Over 500,000 people are expected to attend the Passion Play this year alone. But in his second attempt, Mayet is more confident in the role.
“Playing this role twice is something I’m really happy about. It’s not something that happens often,” he says.
Outside of his leading role in Oberammergau, Mayet is the artistic director of Münchner Volkstheater, a public theatre in Munich. His work in Munich is off-stage though. In Oberammergau, he takes centre stage, bringing the story of Jesus to life.
It’s a burden Mayet and the cast don’t take lightly. While the play is meant to be enjoyable to people from any background, Mayet recognises that for those who do believe in Jesus, this is more than just theatre.
“Jesus is something more than playing Hamlet for me,” Mayet says. “It has another dimension."
In preparation, the cast travelled to Israel to visit the holy sites of the passion story. But it was also important to this production to find a human quality in Jesus.
One of Mayet’s favourite scenes is the prayer at the Mount of Olives. In the Bible, Jesus cries blood and tears as he feels lonely and doesn’t know what to do.
“That’s a moment in which Jesus is depressed and has fears, even if he is the son of God,” Mayet says. “We show Jesus as a person people can connect with, as he has a very human side.”

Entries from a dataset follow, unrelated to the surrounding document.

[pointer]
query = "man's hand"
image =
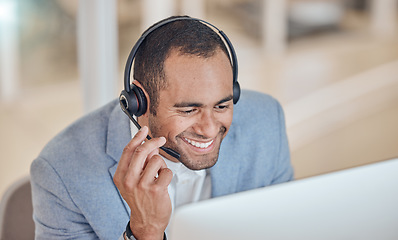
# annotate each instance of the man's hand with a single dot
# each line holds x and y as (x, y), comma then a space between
(142, 178)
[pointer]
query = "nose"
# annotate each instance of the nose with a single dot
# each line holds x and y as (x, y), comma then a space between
(207, 125)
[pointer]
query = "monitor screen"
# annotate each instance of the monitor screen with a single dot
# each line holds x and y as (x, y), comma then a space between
(357, 203)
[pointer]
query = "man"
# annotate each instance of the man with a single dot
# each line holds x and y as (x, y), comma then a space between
(93, 179)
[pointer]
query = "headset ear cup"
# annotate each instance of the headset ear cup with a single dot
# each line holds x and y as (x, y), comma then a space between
(140, 98)
(236, 92)
(128, 100)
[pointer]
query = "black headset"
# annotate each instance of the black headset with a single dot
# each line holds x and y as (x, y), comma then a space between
(133, 99)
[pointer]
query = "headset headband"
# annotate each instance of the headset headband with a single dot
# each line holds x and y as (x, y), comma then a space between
(129, 63)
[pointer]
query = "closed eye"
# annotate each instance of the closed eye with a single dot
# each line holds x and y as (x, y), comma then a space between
(187, 111)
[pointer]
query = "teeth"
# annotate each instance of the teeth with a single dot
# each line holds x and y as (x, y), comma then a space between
(198, 144)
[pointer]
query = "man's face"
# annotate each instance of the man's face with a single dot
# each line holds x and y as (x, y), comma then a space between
(195, 110)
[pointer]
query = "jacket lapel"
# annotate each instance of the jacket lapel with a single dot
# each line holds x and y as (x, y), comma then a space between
(118, 136)
(224, 175)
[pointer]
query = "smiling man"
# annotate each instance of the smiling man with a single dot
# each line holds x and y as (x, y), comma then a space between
(102, 172)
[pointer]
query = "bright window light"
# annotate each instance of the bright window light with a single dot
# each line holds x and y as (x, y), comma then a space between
(7, 11)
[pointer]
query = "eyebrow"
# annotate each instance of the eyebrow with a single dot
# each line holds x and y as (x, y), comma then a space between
(194, 104)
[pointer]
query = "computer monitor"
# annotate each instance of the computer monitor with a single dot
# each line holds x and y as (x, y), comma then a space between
(357, 203)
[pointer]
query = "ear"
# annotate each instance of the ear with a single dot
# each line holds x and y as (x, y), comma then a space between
(138, 84)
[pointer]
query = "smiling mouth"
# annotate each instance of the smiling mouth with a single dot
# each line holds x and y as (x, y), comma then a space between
(201, 145)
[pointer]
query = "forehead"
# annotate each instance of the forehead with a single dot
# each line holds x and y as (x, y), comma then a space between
(191, 77)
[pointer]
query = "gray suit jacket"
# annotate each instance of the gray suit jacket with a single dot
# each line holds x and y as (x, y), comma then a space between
(74, 196)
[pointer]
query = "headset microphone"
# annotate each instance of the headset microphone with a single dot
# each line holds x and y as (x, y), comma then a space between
(132, 99)
(124, 105)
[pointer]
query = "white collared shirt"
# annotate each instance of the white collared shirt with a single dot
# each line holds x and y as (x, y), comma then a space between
(187, 186)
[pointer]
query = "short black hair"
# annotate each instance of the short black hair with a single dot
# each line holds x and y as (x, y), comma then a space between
(188, 36)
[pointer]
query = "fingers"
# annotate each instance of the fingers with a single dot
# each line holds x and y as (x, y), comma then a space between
(156, 166)
(129, 149)
(142, 152)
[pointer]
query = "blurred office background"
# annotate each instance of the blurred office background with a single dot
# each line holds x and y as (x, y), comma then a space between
(333, 64)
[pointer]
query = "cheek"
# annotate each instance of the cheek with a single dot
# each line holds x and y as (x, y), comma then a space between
(177, 126)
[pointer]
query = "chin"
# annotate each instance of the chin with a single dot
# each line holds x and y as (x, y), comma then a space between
(199, 163)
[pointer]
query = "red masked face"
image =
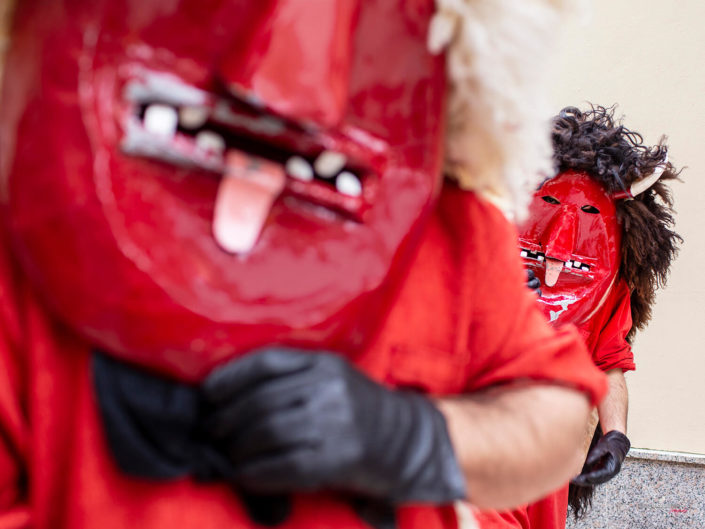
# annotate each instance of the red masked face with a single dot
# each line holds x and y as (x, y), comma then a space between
(572, 241)
(187, 180)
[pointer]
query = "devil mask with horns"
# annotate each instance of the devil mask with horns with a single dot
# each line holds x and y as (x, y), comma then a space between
(588, 224)
(599, 239)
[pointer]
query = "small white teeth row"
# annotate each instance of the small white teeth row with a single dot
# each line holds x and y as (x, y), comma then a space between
(163, 120)
(533, 255)
(328, 164)
(539, 256)
(577, 264)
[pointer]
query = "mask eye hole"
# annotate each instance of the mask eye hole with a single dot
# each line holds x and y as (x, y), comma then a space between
(587, 208)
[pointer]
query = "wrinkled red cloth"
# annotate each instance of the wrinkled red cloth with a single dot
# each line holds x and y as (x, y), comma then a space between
(606, 337)
(462, 321)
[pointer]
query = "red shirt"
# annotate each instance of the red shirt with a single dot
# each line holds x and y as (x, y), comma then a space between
(463, 320)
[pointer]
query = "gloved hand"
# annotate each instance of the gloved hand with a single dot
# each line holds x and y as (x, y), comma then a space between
(604, 461)
(294, 421)
(533, 282)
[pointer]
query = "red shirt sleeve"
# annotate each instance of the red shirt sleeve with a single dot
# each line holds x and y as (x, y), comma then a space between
(509, 339)
(611, 349)
(14, 512)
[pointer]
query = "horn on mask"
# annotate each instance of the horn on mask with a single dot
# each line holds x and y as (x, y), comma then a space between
(644, 183)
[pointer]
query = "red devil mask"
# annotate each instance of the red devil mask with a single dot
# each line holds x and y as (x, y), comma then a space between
(187, 180)
(572, 241)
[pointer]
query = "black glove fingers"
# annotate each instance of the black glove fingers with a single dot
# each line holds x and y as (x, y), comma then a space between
(226, 382)
(278, 432)
(260, 400)
(278, 472)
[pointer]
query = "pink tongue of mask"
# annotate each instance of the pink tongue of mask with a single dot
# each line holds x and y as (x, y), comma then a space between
(246, 193)
(553, 270)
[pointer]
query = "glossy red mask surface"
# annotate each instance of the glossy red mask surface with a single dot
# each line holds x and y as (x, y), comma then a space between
(572, 241)
(187, 180)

This direction is no doubt part of the influence Christian Stückl has had on the play. Like Mayet, Stückl is from Oberammergau and also works as the artistic director and managing director of the same Munich theatre.
A passion for directing
Now 60 years old, Stückl was just 24 when he was elected as the next director of the passion plays. This is his fourth time directing.
In his first attempt, the 1990 edition, Stückl made radical changes to the script to remove antisemitic themes from the play. For the 1934 300th anniversary of the play, Adolf Hitler attended and praised the story’s anti-Jewish themes. In the following decades, Christian and Jewish critics demanded changes to the script.
Today’s play is a far cry from those problematic editions.
Mayet read the copy of the script from 1970.
“It’s so different from today,” he says. “He says ‘What I say, you won’t understand now, but perhaps you will understand it later.’ Jesus was holy in a way.”
“Now, he argues, he fights. He fights for what he wants. And the disciples ask the questions we would ask today,” Mayet says.
A modern plague
It’s no coincidence that 2022’s version of the play feels more prescient than ever. The Passion Play was started to stave off the bubonic plague, and this version was delayed by the COVID-19 pandemic.
“You suddenly have a new view of the text,” Mayet says. “Jesus was telling people about diseases, about illness and the weak.”
Before the play could finally go on, the war in Ukraine sparked further introspection.
“The text was the same but our work changed,” Mayet notes.
“He talks about the same problems we have today, but 2,000 years ago. He lives in a society where the rich are getting richer and the poor are getting poorer. He talks about war, about diseases, how you handle refugees, those that are at the edges of society.”
Where the play exceeds is through its ability to engage a village to create a sublime piece of theatre every decade.
“There’s something really special about the Passion Play. The way people come together. I’m pretty close with the actors of the apostles and disciples,” Mayet says. “The cast is over 1,800 people so I don’t know everyone. But after being together for such a long time you meet most of the people in the play.”
The rehearsal process starts in January and cast members are required to grow their hair and beards to the right length for the duration of the run. A long overdue haircut is one of the few things Mayet can look forward to at the play’s final curtain.
“On one hand, everyone will be a little happy when the season is finally over because they’ll be able to do things again. No one can go on holiday as everything is dedicated to the play,” Mayet shares.
“But of course, there will be a lot of tears on the last day because that’s the last performance for at least eight years. It will be a very emotional day.”